The End of Bunga Bunga

Former Italian Prime Minister Silvio Berlusconi on April 26, 2011 in Rome, Italy. (Photo by Giorgio Cosulich/Getty Images)

Silvio Berlusconi, a fixture on the Italian political scene for decades who died this week at age 86, wasn’t the predecessor of Donald Trump. He was the successor to Bill Clinton and the predecessor to Harvey Weinstein. 

There was a time, and it was not ancient history, when the most gauche thing you could do in American political life was to take seriously Bill Clinton’s sexual misconduct. And that didn’t start with the Monica Lewinsky matter and Clinton’s impeachment for perjury and other misdeeds. It went all the way back to the Democratic primary and the 1992 election. We were told that Americans—Americans in general but conservatives in particular—were hostage to primitive, old-fashioned, Protestant-fundamentalist assumptions about sexual propriety. Great men, Clinton’s defenders said, have great appetites—look at John F. Kennedy!—and everybody in the world understands this except Americans. 
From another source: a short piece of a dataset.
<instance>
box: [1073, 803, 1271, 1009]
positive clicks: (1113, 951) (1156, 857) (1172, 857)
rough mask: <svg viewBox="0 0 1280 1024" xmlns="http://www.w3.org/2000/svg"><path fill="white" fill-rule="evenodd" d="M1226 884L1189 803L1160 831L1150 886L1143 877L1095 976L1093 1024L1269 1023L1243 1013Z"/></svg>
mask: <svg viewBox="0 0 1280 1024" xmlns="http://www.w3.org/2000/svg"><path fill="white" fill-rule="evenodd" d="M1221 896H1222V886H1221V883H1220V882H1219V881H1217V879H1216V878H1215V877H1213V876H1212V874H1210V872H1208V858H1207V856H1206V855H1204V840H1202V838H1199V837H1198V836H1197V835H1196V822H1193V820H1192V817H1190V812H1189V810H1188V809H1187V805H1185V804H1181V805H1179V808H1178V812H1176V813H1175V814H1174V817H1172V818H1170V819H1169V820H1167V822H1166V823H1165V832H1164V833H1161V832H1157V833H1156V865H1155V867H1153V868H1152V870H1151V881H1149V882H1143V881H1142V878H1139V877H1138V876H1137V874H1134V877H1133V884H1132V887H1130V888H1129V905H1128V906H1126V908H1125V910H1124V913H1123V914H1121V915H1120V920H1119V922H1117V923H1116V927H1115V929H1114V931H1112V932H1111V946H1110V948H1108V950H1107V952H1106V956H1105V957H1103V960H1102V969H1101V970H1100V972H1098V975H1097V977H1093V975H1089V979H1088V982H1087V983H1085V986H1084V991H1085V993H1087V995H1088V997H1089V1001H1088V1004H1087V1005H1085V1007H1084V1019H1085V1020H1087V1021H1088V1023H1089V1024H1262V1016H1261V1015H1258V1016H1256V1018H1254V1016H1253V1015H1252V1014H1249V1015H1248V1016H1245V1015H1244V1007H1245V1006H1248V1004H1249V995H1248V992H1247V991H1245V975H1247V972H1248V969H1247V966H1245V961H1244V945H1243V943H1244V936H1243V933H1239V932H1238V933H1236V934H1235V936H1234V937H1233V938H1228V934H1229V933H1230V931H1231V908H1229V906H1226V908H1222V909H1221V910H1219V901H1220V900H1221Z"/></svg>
As Anne Swardson wrote from France in the Washington Post in 1998: “It is widely agreed here that this sort of contretemps, whether justified or not, could not happen in France. The public not only tolerates the oft-stated, but unproven, fact that its leaders stray from the strictures of marriage, it does not care, and neither do the media.” A Europe correspondent reported a conversation with one of his overseas colleagues: “I asked how he would he feel if Wim Kok, the Dutch prime minister, confessed to having oral sex with a 21-year-old intern. ‘At his age? We’d all be proud of him.’”

The European attitude, we were lectured at the time, was “sophisticated.” To which I say: Bunga bunga.